You are viewing a plain text version of this content. The canonical link for it is here.
Posted to dev@spark.apache.org by Tamer TAS <ta...@outlook.com> on 2015/03/11 21:22:39 UTC

Apache Spark GSOC 2015

Hello Everyone,

I'm a senior year computer engineering student in Turkey.
My main area of interests are cloud computing and machine learning.

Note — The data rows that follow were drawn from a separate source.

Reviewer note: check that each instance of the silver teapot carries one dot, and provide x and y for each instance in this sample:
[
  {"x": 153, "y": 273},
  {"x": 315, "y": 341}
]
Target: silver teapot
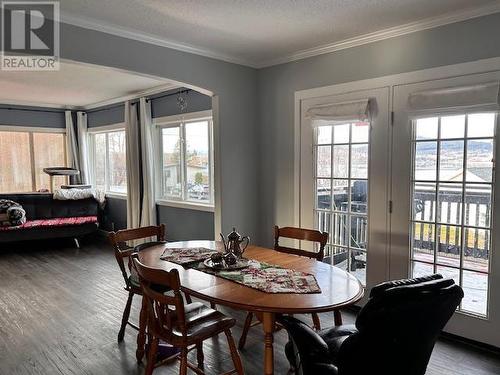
[{"x": 233, "y": 243}]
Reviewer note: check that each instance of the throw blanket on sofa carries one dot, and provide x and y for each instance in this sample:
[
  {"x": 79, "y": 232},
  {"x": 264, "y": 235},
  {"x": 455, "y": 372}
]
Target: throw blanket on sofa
[{"x": 76, "y": 194}]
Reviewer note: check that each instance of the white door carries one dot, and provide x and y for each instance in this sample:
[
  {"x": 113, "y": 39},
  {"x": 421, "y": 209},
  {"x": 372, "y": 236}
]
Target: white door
[
  {"x": 344, "y": 181},
  {"x": 445, "y": 194}
]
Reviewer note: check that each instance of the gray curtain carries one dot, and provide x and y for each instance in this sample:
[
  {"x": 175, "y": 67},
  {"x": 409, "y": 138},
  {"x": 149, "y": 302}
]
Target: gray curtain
[
  {"x": 71, "y": 143},
  {"x": 133, "y": 166},
  {"x": 148, "y": 202},
  {"x": 83, "y": 150}
]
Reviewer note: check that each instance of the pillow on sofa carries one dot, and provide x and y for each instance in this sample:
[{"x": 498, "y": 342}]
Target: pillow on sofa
[{"x": 11, "y": 213}]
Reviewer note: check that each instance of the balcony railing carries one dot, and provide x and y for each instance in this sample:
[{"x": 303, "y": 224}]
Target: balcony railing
[
  {"x": 477, "y": 208},
  {"x": 476, "y": 239}
]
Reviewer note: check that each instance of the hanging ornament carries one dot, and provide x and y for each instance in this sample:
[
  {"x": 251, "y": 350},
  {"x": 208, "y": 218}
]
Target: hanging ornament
[{"x": 182, "y": 101}]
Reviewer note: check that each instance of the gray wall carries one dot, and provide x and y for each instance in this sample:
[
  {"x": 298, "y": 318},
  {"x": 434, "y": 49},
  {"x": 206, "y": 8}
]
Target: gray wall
[
  {"x": 235, "y": 85},
  {"x": 115, "y": 214},
  {"x": 31, "y": 116},
  {"x": 107, "y": 115},
  {"x": 185, "y": 224},
  {"x": 160, "y": 106},
  {"x": 451, "y": 44}
]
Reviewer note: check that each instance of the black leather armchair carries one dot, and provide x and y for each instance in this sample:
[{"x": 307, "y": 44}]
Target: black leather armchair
[{"x": 394, "y": 334}]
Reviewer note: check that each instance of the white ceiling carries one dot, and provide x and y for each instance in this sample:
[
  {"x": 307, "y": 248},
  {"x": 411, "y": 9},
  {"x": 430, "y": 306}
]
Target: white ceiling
[
  {"x": 259, "y": 32},
  {"x": 74, "y": 85}
]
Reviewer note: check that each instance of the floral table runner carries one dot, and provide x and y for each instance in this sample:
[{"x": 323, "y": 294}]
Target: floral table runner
[
  {"x": 268, "y": 278},
  {"x": 184, "y": 256}
]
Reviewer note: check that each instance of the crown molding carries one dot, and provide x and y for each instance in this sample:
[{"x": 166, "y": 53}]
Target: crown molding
[
  {"x": 120, "y": 99},
  {"x": 412, "y": 27},
  {"x": 380, "y": 35},
  {"x": 22, "y": 103},
  {"x": 140, "y": 36}
]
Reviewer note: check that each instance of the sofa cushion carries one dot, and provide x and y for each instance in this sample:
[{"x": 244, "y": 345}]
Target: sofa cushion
[{"x": 56, "y": 222}]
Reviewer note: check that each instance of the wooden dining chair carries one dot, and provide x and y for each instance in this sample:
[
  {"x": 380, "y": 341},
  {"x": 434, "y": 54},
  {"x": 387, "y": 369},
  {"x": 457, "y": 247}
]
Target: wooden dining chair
[
  {"x": 320, "y": 238},
  {"x": 122, "y": 252},
  {"x": 184, "y": 326}
]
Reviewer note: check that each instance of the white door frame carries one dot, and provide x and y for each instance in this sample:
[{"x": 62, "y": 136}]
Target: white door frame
[
  {"x": 378, "y": 177},
  {"x": 460, "y": 323}
]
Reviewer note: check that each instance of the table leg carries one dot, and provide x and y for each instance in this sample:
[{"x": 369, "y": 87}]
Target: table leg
[
  {"x": 141, "y": 336},
  {"x": 268, "y": 320}
]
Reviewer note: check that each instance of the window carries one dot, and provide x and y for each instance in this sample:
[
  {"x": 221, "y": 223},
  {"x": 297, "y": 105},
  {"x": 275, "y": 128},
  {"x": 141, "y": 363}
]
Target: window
[
  {"x": 109, "y": 161},
  {"x": 24, "y": 154},
  {"x": 186, "y": 160},
  {"x": 341, "y": 193},
  {"x": 452, "y": 195}
]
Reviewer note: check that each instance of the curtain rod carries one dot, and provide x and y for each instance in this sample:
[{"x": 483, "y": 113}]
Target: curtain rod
[
  {"x": 33, "y": 110},
  {"x": 134, "y": 101},
  {"x": 185, "y": 91}
]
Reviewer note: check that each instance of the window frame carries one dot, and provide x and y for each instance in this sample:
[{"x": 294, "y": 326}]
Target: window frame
[
  {"x": 180, "y": 121},
  {"x": 337, "y": 214},
  {"x": 92, "y": 132},
  {"x": 436, "y": 263},
  {"x": 31, "y": 130}
]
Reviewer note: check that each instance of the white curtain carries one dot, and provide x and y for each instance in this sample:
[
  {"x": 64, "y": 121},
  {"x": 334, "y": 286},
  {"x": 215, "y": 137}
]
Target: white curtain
[
  {"x": 133, "y": 171},
  {"x": 480, "y": 96},
  {"x": 148, "y": 204},
  {"x": 83, "y": 151},
  {"x": 357, "y": 110},
  {"x": 71, "y": 142}
]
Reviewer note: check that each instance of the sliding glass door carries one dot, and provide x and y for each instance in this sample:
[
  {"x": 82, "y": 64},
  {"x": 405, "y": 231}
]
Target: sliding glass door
[
  {"x": 445, "y": 201},
  {"x": 344, "y": 180}
]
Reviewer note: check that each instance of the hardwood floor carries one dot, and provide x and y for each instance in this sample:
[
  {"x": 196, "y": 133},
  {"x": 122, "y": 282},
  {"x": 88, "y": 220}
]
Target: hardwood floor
[{"x": 60, "y": 312}]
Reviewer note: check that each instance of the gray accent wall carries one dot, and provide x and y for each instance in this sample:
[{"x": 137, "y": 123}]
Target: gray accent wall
[
  {"x": 107, "y": 115},
  {"x": 235, "y": 86},
  {"x": 31, "y": 116},
  {"x": 115, "y": 214},
  {"x": 466, "y": 41}
]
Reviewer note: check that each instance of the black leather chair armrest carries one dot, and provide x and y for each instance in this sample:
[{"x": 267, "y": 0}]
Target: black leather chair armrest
[{"x": 312, "y": 349}]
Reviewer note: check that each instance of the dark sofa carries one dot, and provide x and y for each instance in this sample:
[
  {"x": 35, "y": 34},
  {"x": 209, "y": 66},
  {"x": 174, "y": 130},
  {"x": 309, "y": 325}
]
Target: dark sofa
[{"x": 50, "y": 218}]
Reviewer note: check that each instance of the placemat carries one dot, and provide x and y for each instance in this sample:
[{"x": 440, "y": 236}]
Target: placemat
[
  {"x": 268, "y": 278},
  {"x": 184, "y": 256}
]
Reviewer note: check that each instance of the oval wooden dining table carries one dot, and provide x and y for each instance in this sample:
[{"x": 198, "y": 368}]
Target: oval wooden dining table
[{"x": 338, "y": 289}]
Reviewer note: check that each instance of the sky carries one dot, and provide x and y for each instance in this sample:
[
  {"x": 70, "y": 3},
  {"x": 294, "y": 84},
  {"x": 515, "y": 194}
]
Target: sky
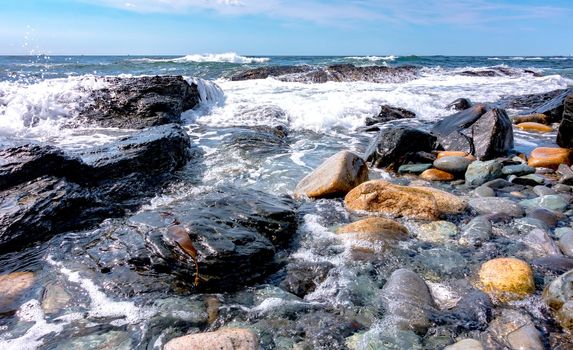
[{"x": 286, "y": 27}]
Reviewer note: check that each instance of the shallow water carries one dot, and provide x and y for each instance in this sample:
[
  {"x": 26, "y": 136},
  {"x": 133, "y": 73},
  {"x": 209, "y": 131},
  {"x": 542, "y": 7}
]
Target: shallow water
[{"x": 127, "y": 308}]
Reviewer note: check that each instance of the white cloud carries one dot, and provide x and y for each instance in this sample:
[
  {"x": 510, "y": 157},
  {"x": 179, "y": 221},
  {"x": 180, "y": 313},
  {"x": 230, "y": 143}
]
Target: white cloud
[{"x": 457, "y": 12}]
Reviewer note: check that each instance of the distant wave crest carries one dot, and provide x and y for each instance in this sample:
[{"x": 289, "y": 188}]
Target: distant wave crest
[{"x": 228, "y": 57}]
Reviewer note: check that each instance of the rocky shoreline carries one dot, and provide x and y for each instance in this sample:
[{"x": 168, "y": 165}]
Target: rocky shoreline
[{"x": 461, "y": 243}]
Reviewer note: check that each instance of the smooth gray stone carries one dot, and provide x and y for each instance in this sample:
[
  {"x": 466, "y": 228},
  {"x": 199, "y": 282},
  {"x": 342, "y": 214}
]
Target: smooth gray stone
[
  {"x": 543, "y": 190},
  {"x": 478, "y": 172},
  {"x": 566, "y": 243},
  {"x": 413, "y": 168},
  {"x": 484, "y": 191},
  {"x": 495, "y": 205},
  {"x": 518, "y": 170},
  {"x": 551, "y": 202},
  {"x": 452, "y": 164},
  {"x": 476, "y": 232}
]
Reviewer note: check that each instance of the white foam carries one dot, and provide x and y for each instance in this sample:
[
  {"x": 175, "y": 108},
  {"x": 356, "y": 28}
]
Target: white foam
[
  {"x": 346, "y": 105},
  {"x": 227, "y": 57}
]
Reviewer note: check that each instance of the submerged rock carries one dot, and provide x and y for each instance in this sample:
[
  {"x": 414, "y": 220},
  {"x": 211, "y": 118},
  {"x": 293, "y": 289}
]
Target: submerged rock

I've been working on Apache Spark using Scala API for a few months. My projects involved the use of MLib for a movie recommendation system and a stock prediction model. I would be interested in working on Spark for GSOC 2015. From my experience there a few enhancements that can be done; 
 - Learning models can be standardized in a hierarchical manner to increase code quality and make future algorithm implementations easier. For example, even though it's in graphx library, SVD++ didn't have any model implementations. Currently it only returns the pieces of the calculation. The documentation wasn't clear either (apart from the link to the SVD++ paper). 
 - New algorithms might be implemented to such as restricted Boltzmann machines, tensor models and tensor factorization for recommendation sub-library, svm multi-class classification.
 - Testing documentation was close to none(only a blog post link). Each test creates a new spark context. Work-arounds were necessary to increase testing productivity(e.g. pass,fail,refactor cycle was taking a long time).
But, don't get the idea that I dislike Spark for not having those features. I loved working with Spark and I'd be happy to work on improving it. Mainly the model hierarchy and new machine learning algorithms for Spark MLib and GraphX if there is anyone who would be interested in mentoring. I'll work on a proposal to give more details about algorithms, a timeline. I just wanted to give a heads-up before doing so.
If you have any questions please feel free to ask.
Thanks in advance.

Tamer Tas